Chodziła za mną taka szarlotka od lata, ale ciągle inne ciasta wypychały ją z kolejki na koniec. Ale wreszcie się doczekała. Dodatek smalcu do ciasta sprawił, że jest niezwykle krucha, do tego aromatyczna jak tak, jak sobie wyobrażałam. Pyszna, wprost rozpływa się w ustach.
forma 24×36 cm
Ciasto kruche
3 szklanki mąki pszennej
1 kostka masła/dobrej margaryny
1 łyżka smalcu
3/4 szklanki cukru
3 jajka
2 łyżeczki proszku do pieczenia
szczypta soli
Jabłka
1-1,2 kg jabłek / u mnie antonówka, waga obranych, bez gniazd nasiennych; 1,5-1,7 kg przed obraniem, można dać 2 kg/
sok z 1/2 cytryny
3 pomarańcze (ok.60 dkg)
1/2 szklanki wody
1 płaska łyżka mąki ziemniaczanej /na drugi raz mąkę zastąpię kisielem pomarańczowym – będzie lepszy kolor/
Wykonanie
Mąkę z tłuszczem wysiekać np. w malakserze, dodać resztę składników i krótko zagnieść lub siekać również w malakserze, Ciasto podzielić na 2 nierówne części – proporcja 2:1 ; większą schłodzić przez ok. 1 godz. w lodówce, mniejszą włożyć na ten czas do zamrażalnika.

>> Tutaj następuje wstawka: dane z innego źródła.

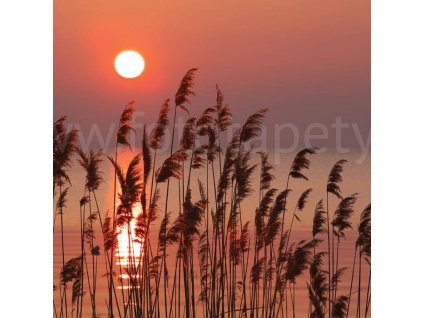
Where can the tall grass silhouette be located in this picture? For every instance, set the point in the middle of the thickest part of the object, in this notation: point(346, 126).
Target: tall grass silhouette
point(222, 264)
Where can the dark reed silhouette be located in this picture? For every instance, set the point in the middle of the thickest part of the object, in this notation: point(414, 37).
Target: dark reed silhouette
point(223, 265)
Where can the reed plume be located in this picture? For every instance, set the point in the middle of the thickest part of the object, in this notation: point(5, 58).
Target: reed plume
point(158, 132)
point(125, 126)
point(131, 186)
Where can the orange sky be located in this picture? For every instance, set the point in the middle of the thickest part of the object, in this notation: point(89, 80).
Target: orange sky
point(307, 60)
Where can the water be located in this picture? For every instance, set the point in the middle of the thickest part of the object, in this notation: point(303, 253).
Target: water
point(356, 179)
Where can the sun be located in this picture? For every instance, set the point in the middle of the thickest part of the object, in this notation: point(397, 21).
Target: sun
point(129, 64)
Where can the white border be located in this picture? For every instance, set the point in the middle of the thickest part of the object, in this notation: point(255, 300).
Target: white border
point(26, 117)
point(397, 140)
point(26, 55)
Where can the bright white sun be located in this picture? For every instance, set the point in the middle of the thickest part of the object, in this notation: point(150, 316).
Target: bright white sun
point(129, 64)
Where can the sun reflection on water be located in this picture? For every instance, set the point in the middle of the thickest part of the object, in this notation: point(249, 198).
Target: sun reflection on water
point(129, 251)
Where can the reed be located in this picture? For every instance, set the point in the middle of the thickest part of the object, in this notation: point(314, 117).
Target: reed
point(224, 265)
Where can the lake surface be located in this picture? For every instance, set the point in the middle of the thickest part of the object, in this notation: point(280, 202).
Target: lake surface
point(356, 179)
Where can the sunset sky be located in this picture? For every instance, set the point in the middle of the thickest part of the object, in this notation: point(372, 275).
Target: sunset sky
point(307, 61)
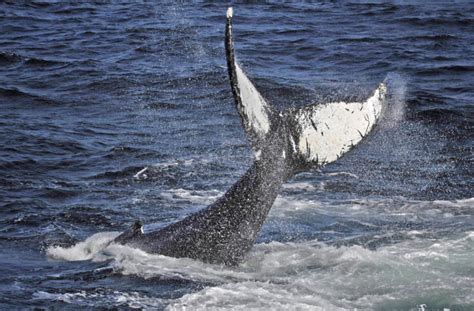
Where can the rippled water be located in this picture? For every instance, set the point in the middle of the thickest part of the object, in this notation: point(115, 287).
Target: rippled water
point(93, 94)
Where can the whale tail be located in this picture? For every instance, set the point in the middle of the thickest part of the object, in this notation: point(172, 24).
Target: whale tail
point(316, 134)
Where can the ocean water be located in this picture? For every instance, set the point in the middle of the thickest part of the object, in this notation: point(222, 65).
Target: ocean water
point(112, 112)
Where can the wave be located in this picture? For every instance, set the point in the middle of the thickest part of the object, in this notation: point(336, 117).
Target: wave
point(307, 274)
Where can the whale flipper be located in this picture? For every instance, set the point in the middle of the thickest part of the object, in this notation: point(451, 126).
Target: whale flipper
point(322, 133)
point(255, 113)
point(287, 143)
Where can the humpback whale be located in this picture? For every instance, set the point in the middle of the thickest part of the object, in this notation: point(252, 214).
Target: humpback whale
point(284, 143)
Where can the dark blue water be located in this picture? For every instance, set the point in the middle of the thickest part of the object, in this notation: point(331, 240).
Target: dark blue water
point(92, 94)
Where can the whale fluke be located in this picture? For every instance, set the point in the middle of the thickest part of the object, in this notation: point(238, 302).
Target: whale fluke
point(286, 143)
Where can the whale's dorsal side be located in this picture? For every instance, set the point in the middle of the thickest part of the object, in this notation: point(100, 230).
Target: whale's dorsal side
point(322, 133)
point(287, 143)
point(255, 113)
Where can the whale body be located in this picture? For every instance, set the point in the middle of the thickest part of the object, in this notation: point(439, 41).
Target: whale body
point(284, 143)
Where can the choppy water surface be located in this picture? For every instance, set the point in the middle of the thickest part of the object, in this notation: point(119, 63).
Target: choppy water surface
point(116, 112)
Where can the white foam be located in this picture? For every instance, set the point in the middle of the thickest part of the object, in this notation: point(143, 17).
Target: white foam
point(202, 197)
point(103, 298)
point(86, 250)
point(311, 275)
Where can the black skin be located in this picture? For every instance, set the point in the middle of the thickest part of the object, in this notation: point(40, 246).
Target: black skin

W międzyczasie, kiedy ciasto się chłodzi, przygotować nadzienie.
Jabłka obrać, pokroić w kostkę, skropić sokiem z cytryny, włożyć do rondla.
Oczyszczone ze skórki i albedo pomarańcze pokroić w kostkę i włożyć do rondla do jabłek. Wymieszać, dobrze podgrzać (nie smażyć), po czym dodać 1/2 szklanki wody wymieszanej z 1 łyżką mąki ziemniaczanej i zagęścić.
Schłodzone ciasto wyjąć z lodówki.
Większą częścią ciasta wylepić formę i boki /wyłożone papierem do pieczenia/, nakłuć widelcem i posypać bułką tartą. Na ciasto wyłożyć jabłka /lekko ostudzone/.
Na wierzch zetrzeć ciasto zamrożone.
Piec ok. 45-50 min. w temperaturze 170-180 st.C /II poziom piekarnika/.
Przed podaniem posypać cukrem pudrem.